Marcos Sacramento e Zé Paulo Becker reativam sua frutífera parceria, quatorze anos após o aclamado "Todo mundo quer amar" (2012), com o foco direcionado à celebração das seis décadas de "Os Afro-Sambas". O projeto culmina na estreia de um espetáculo em 5 de março, no Manouche, Rio de Janeiro, que não apenas reverencia as oito faixas originais do álbum de 1966, mas também incorpora outros afro-sambas icônicos da dupla Baden e Vinicius, como "Berimbau" e "Consolação", ambos de 1963, expandindo o horizonte temático da homenagem. Complementando a experiência ao vivo, os artistas preparam o lançamento de um disco de estúdio ainda no primeiro semestre de 2026. Este álbum, fruto da mesma inspiração, contará com a participação de renomados nomes da Música Popular Brasileira, enriquecendo ainda mais a releitura desse patrimônio sonoro.

"Os Afro-Sambas": O Nascimento de um Gênero Musical

Lançado em agosto de 1966 pela gravadora Forma, "Os Afro-Sambas de Baden e Vinicius" não foi apenas um álbum; foi a consolidação de um gênero que ecoaria por toda a discografia brasileira. Este trabalho antológico, que inspirou inúmeras regravações – como a de Mônica Salmaso com Paulo Bellinati em 1995 –, apresentou ao público um repertório majoritariamente inédito, gestado pela genialidade melódica e rítmica de Baden Powell (1937 – 2000) e pela profundidade poética de Vinicius de Moraes (1913 – 1980). As composições, criadas entre 1962 e 1965, resultaram de uma das parcerias mais férteis da MPB, onde o violão de Baden – um instrumentista fluminense de capital importância – se unia às letras coloquiais e expressivas de Vinicius, o poeta carioca que, já consolidado por sua aliança com Tom Jobim na Bossa Nova, demonstrava sua versatilidade ao transitar entre a leveza e o drama em seus versos.

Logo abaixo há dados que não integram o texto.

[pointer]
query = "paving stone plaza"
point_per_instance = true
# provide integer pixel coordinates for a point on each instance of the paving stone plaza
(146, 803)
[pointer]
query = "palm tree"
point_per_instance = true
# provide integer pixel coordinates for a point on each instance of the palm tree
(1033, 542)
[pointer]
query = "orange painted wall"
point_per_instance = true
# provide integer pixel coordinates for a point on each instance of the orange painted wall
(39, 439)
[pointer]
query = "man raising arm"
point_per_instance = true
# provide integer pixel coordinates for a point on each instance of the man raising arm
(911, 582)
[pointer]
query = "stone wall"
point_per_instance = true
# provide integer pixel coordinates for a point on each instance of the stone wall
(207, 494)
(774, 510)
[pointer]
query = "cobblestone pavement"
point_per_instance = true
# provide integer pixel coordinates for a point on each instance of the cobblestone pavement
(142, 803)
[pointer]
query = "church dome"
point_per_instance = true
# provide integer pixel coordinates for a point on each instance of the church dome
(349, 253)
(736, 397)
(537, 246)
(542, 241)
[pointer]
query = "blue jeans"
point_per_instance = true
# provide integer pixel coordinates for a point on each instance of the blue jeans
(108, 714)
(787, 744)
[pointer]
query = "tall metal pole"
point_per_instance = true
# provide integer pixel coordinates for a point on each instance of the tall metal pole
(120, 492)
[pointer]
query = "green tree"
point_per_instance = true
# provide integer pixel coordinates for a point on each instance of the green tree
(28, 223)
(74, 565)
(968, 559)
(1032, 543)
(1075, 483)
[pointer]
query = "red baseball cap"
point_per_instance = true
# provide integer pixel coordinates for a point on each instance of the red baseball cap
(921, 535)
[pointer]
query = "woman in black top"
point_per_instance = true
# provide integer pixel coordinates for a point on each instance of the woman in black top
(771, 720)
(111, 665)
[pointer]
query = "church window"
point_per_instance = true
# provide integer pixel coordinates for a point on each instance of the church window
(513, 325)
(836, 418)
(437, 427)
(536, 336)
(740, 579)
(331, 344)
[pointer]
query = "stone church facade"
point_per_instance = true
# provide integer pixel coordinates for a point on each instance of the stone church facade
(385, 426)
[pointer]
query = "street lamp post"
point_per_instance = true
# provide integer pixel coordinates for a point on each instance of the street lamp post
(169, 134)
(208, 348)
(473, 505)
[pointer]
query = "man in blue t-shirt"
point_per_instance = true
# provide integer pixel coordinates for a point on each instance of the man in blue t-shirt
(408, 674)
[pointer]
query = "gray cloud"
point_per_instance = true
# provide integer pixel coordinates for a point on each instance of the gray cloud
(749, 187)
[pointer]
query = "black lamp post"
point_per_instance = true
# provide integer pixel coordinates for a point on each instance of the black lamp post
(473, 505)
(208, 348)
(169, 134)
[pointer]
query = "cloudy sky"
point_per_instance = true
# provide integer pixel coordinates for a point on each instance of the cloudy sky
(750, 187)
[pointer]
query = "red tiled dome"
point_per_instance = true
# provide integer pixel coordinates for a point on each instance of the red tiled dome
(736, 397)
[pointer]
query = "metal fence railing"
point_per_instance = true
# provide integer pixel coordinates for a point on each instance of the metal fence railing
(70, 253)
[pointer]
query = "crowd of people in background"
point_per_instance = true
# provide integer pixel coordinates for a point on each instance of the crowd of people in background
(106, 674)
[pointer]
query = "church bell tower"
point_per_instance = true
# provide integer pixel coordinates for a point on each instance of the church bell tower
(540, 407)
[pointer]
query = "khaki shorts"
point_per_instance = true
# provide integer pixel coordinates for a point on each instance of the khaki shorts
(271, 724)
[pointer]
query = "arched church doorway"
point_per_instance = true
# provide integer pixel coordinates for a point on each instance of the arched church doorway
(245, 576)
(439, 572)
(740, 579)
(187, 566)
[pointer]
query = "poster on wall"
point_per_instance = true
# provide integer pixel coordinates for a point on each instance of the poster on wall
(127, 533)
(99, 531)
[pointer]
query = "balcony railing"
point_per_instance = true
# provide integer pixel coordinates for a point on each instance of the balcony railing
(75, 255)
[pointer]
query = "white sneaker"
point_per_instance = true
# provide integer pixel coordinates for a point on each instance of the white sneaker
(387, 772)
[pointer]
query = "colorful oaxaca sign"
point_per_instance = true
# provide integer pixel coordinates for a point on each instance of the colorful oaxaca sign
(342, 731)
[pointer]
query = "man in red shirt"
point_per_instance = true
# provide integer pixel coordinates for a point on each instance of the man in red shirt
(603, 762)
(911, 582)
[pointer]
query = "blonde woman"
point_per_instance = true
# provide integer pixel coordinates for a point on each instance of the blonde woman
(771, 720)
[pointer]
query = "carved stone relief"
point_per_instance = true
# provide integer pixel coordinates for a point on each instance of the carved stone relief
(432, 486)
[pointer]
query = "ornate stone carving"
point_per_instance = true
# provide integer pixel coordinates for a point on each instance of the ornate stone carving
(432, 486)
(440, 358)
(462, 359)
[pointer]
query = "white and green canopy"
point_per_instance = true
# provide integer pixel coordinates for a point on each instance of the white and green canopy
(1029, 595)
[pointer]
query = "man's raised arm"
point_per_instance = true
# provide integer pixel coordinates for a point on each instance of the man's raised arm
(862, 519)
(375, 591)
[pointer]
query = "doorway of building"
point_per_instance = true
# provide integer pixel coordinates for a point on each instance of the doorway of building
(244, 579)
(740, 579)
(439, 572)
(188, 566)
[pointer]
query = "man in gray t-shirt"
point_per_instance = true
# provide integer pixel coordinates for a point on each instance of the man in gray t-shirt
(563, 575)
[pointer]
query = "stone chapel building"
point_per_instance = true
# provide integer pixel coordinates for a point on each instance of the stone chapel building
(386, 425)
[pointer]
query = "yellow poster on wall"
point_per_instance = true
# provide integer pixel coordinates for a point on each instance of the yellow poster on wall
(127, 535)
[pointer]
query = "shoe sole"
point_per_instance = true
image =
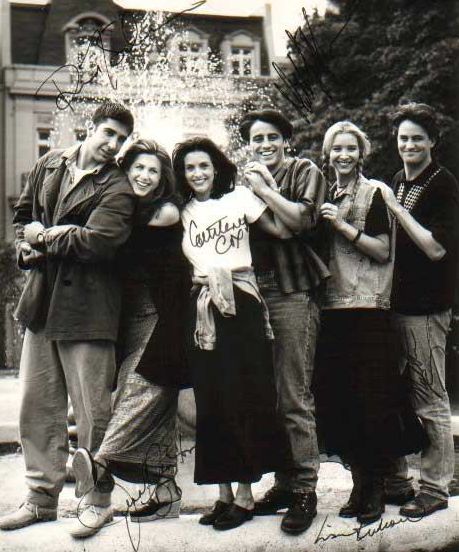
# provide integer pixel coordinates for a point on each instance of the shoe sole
(82, 466)
(228, 527)
(90, 531)
(349, 515)
(399, 501)
(290, 531)
(27, 523)
(271, 512)
(166, 512)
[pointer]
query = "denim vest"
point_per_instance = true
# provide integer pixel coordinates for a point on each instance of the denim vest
(357, 281)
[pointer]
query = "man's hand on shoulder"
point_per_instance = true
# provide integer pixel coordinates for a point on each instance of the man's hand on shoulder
(33, 231)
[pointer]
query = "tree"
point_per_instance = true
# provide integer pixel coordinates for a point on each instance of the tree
(361, 60)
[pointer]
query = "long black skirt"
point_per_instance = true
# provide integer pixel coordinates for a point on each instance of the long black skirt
(238, 436)
(362, 408)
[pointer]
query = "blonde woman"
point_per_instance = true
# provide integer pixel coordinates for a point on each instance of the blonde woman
(357, 387)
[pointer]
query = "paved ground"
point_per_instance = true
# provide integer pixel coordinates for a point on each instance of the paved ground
(329, 533)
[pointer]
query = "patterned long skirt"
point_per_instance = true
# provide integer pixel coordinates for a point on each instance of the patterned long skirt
(140, 441)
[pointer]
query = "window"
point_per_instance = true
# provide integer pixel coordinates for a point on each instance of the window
(189, 53)
(241, 61)
(43, 136)
(87, 43)
(241, 54)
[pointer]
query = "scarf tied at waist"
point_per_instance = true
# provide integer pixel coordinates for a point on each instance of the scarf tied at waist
(217, 288)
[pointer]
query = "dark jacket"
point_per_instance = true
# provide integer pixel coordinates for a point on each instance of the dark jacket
(74, 294)
(422, 286)
(153, 257)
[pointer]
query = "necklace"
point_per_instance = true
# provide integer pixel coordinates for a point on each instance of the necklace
(415, 192)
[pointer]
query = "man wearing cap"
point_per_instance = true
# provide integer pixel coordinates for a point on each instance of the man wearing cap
(289, 273)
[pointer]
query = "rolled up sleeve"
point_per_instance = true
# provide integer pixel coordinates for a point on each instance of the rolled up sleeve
(108, 227)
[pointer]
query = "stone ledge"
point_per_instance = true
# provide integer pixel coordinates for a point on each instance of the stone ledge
(260, 535)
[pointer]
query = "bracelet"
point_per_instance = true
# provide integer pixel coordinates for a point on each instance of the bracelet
(357, 237)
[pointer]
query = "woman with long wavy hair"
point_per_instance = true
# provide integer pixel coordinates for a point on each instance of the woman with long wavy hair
(140, 442)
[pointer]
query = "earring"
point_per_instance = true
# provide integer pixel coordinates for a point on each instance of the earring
(89, 127)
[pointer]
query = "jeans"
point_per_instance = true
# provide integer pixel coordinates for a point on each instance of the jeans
(423, 341)
(48, 370)
(295, 320)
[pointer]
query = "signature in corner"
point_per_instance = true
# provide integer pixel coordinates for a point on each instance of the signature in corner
(298, 87)
(362, 531)
(82, 76)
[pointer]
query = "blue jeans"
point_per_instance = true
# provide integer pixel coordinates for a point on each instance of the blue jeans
(49, 370)
(295, 322)
(423, 340)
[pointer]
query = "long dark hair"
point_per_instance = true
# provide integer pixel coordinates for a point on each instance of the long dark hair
(225, 170)
(165, 192)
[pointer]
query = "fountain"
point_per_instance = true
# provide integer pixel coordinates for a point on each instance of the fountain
(173, 89)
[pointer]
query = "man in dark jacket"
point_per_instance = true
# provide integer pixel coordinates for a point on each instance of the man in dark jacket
(73, 214)
(426, 206)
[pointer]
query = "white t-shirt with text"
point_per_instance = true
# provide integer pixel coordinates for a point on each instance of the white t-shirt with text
(216, 232)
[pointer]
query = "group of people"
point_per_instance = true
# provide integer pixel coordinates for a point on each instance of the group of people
(307, 308)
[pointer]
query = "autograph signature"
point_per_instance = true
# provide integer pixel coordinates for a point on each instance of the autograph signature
(169, 451)
(224, 234)
(361, 532)
(110, 58)
(312, 65)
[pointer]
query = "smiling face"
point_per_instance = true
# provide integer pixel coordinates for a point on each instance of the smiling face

A Orquestração Ancestral e os Criadores por Trás do Clássico

A essência de "Os Afro-Sambas" reside na sua meticulosa arquitetura sonora, que imerge nas raízes africanas da música brasileira. O álbum original é composto por oito faixas: "Canto do caboclo Pedra Preta", "Tempo de amor", "Canto de Ossanha" (notabilizada por Elis Regina), "Bocochê", "Canto de Xangô", "Tristeza e solidão", "Canto de Iemanjá" – com a voz de Dulce Nunes simbolizando o orixá – e "Lamento de Exu". Os arranjos e a regência foram habilmente concebidos pelo maestro César Guerra-Peixe (1914 – 1993), que infundiu nas composições elementos rítmicos percussivos característicos dos terreiros de Candomblé, como agogô, afoxé, atabaque e bongô. Estes instrumentos, juntamente com sopros e o violão, formaram a base para expressar as melodias e harmonias inspiradas nas religiões de matriz africana.

A gravação, realizada entre 3 e 6 de janeiro de 1966 no Rio de Janeiro, teve a produção musical de Roberto Quartin (1941 – 2004) e a colaboração e direção artística de Wadi Gebara (1937 – 2019), sócio de Quartin na efêmera, porém influente, gravadora Forma. O projeto contou com as vozes do próprio Vinicius de Moraes, do Quarteto em Cy e de um coro misto, conforme especificado na ficha técnica do LP. Essa obra-prima não apenas elevou a importância da matriz africana na música do Brasil, mas também se alinhou a movimentos similares de mestres como Pixinguinha e Moacir Santos, este último autor de "Coisas" (1965), outro marco da Forma e uma das fontes que inspiraram Baden Powell a impregnar seu violão com a negritude brasileira.

O Legado Perene

Passados sessenta anos desde seu lançamento, "Os Afro-Sambas de Baden e Vinicius" continua a ser uma fonte inesgotável de inspiração e um pilar da identidade musical brasileira. A iniciativa de Marcos Sacramento e Zé Paulo Becker de revisitar e expandir este clássico não é apenas uma homenagem, mas uma prova viva da perene vitalidade e da profunda ressonância cultural do álbum. Este projeto reafirma a magnitude de uma obra que, ao transcender o tempo, mantém sua capacidade de encantar novas gerações e de sublinhar a riqueza da herança afro-brasileira na música do país.